Apple Inks Multiyear Deal to Use Gemini in Siri, Shares Face Hold Downgrade
Alphabet will partner with Apple to integrate its Gemini AI into Siri in spring 2026 under a multiyear deal, reinforcing its AI leadership and potential to monetize free users. RBC downgraded Alphabet to Hold, citing EV/EBITDA at 26x and a 1.8% free cash flow yield, flagging valuation risks.
1. Alphabet’s AI-Driven Rally and Market Leadership
Alphabet shares have surged roughly 64% over the past year and are up nearly 6% year to date, reflecting growing investor confidence in its artificial-intelligence strategy. The company’s Gemini large-language model now boasts 650 million monthly active users, and successive model upgrades have positioned Gemini as the highest-ranked AI assistant across multiple benchmarks. Alphabet’s AI initiatives extend beyond software: the firm has invested heavily in custom tensor-processing units (TPUs), allocating roughly $92 billion to capital expenditures in 2025 to scale AI infrastructure. This spending underscores management’s goal of securing leadership in both AI software and hardware, with the potential to drive monetization through enhanced search ads, new AI-powered applications and partnerships such as the recently announced multiyear integration of Gemini into Apple’s Siri platform.

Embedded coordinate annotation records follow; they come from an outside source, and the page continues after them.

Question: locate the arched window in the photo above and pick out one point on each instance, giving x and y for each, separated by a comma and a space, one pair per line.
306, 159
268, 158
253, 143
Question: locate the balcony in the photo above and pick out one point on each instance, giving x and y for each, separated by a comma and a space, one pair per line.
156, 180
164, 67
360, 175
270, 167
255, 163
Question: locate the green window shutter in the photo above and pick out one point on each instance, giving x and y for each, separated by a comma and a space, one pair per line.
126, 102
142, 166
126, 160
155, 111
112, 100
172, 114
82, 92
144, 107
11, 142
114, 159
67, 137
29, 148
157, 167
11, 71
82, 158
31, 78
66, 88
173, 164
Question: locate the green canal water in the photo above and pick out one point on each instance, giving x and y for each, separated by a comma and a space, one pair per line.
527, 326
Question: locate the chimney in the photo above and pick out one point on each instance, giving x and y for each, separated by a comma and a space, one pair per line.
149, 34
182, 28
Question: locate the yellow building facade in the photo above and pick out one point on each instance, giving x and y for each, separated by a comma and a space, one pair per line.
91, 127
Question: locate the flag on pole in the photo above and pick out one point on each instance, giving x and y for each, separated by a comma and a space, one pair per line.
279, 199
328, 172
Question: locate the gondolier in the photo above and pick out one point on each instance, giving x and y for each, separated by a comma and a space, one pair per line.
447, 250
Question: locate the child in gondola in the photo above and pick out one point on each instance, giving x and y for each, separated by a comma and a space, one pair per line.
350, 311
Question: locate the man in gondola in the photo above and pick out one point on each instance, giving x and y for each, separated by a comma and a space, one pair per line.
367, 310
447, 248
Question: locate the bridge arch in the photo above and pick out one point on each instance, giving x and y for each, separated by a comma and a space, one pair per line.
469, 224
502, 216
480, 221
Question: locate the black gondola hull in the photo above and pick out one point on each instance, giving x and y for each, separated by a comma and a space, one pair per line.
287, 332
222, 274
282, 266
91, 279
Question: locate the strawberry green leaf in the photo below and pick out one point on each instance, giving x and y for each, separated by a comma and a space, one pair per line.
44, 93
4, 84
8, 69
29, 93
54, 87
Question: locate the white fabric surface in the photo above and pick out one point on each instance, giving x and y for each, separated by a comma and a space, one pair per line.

2. Google Cloud’s Path to Profitability
Google Cloud has transitioned from a credibility play to a critical profit driver, with operating margins expanding from 17.1% to 23.7% in the third quarter of 2025. Revenue in the segment grew more than 30% year-over-year as enterprise AI workloads accelerated, and management expects further margin improvement as scale economies mitigate infrastructure costs. Alphabet’s roadmap calls for continued investment in specialized AI chips—codenamed Maia and Cobalt—and enhanced data-center efficiency. Analysts project Google Cloud revenue to compound at roughly 20% annually through 2028, positioning the unit to contribute meaningfully to overall earnings stability and reduce Alphabet’s reliance on its advertising business during economic downturns.
3. Balance Sheet Strength and Legal Settlement
Alphabet closed 2025 with over $100 billion in cash and marketable securities against roughly $20 billion in long-term debt, maintaining a fortress balance sheet that underpins ongoing AI and cloud investments. In January 2026, the company agreed to a $68 million preliminary settlement in a class-action lawsuit alleging that its voice assistant recorded private conversations without user consent. While Alphabet did not admit liability, the settlement avoids protracted litigation and reputational risk, allowing the company to refocus on product development and regulatory compliance. Management has stated that no material changes to its core operations are required, preserving cash flow for strategic R&D and infrastructure expansion.